SQLite as the Unit of Trust
The most deployed database in the world isn't Postgres or MySQL. It's a single file on disk — and that turns out to matter a lot.
The first thing I do when I want to trust a piece of software with my real data is find out where it stores things. Not the marketing answer. The actual answer.
With most apps, the answer is: somewhere in our cloud, in a format you can't read, accessible through an API that may or may not exist in five years. SQLite gives a different answer. One file. On disk. Readable by any SQLite client. Queryable by any programmer with fifteen minutes to spare.
That sounds like a footnote. I've come to think it's the main point.
The most deployed database in the world
Richard Hipp wrote the first version of SQLite in 2000 while consulting for Bath Iron Works on software for a US Navy destroyer, the USS Oscar Austin. The ship ran Informix as its database, and Informix had a habit of going down whenever the server did. Hipp's idea was to build something that talked directly to disk, had no server, required no configuration, and didn't particularly care about data types. His colleagues suggested he write it himself.
That small tool is now the most widely deployed software module of any kind in the world. There are more than a trillion SQLite databases in active use. Every iPhone. Every Android phone. Every Chrome browser. Most desktop apps. Many automobiles. A fair number of aircraft. The US Library of Congress recommends it as a long-term preservation format for digital content — the only database format on that list, alongside XML, JSON, and CSV.
The whole story of SQLite is that something very simple turned out to be exactly right for a very large category of problem.
What complexity costs you
When I was deciding how to store user data in Harbor, the default architectural instinct was Postgres. Postgres is powerful, well-understood, and maps naturally onto the mental model most engineers carry: a central server, multiple connected clients, separate tables for separate concerns.

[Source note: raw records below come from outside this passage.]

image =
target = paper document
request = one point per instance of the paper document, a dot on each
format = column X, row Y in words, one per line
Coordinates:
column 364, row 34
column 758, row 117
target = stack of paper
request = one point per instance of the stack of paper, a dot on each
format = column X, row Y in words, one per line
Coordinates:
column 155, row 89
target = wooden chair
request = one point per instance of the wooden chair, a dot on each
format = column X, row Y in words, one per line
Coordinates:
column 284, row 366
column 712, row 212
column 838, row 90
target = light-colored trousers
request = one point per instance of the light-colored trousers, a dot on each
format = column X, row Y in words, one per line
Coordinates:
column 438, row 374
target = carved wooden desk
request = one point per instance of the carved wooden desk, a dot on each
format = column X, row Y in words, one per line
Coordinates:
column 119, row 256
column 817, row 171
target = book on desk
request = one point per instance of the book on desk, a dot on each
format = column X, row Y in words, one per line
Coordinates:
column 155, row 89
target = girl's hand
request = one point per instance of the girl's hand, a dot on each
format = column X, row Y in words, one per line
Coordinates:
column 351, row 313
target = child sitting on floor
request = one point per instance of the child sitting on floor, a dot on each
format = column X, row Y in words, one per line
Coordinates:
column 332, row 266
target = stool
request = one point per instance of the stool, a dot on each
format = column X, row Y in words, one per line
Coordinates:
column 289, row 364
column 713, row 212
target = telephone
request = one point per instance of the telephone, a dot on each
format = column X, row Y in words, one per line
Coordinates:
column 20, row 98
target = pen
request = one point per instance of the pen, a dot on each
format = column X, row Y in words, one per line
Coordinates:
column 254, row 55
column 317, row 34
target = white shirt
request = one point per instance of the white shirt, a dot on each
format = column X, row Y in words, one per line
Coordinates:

The problem with that model for a personal knowledge base is subtle but real. Your data is no longer yours in any tactile sense. It exists somewhere in a database cluster, owned by a connection string you can't email to yourself. If you want a backup, you run a process. If you want to inspect it, you open a client. If you want to hand it to someone else, you write an export function and hope it covers everything.
With per-user SQLite, the model is different. Every Harbor workspace is a file. Everything in that workspace — notes, people, tasks, preferences, search indexes, audit history, every structured entity — lives in that one file. To back it up, you copy it. To inspect it, you open it in DB Browser for SQLite, a free tool that has existed for over a decade and will likely exist for another. To move it somewhere else, you take it with you.
What inspection actually gives you
There's a specific kind of trust that comes from being able to look.
I don't need to open the SQLite file every day. I probably won't. But the ability to do it — to open a terminal, run sqlite3 workspace.sqlite .tables, and see the actual schema — changes something about how I relate to the system. It's the same reason I'd rather keep notes in Markdown than in a proprietary format. The inspectability is the trust.
This matters most for AI-modified data. When an AI agent updates a preference, adds a task, or modifies a person record in Harbor, that write lands in the SQLite file. It's in a concrete row, with a timestamp, under a schema I can read. The audit table exists in the same file. I can query it and see exactly what changed, and when.
Contrast that with AI memory as most assistants implement it: opaque, cloud-hosted, updated silently, retrievable only through the same interface that wrote it. That's not memory. That's a black box with a friendly name.
Hipp's original insight was that sometimes what you want is the absence of infrastructure. No server means no server to go down. No config means no config to lose. One file means one thing to worry about.
Twenty-five years later, that philosophy describes something more than a database choice. It describes an approach to trust: build systems where you can see the thing. Hold the workspace in your hand. Know where your data sleeps at night.
A .sqlite file isn't glamorous. But you can back it up in one command, move it between machines without a migration plan, and open it in any SQL client ever made. That's worth more than it sounds.
Asgeir Albretsen is the founder of Harbor.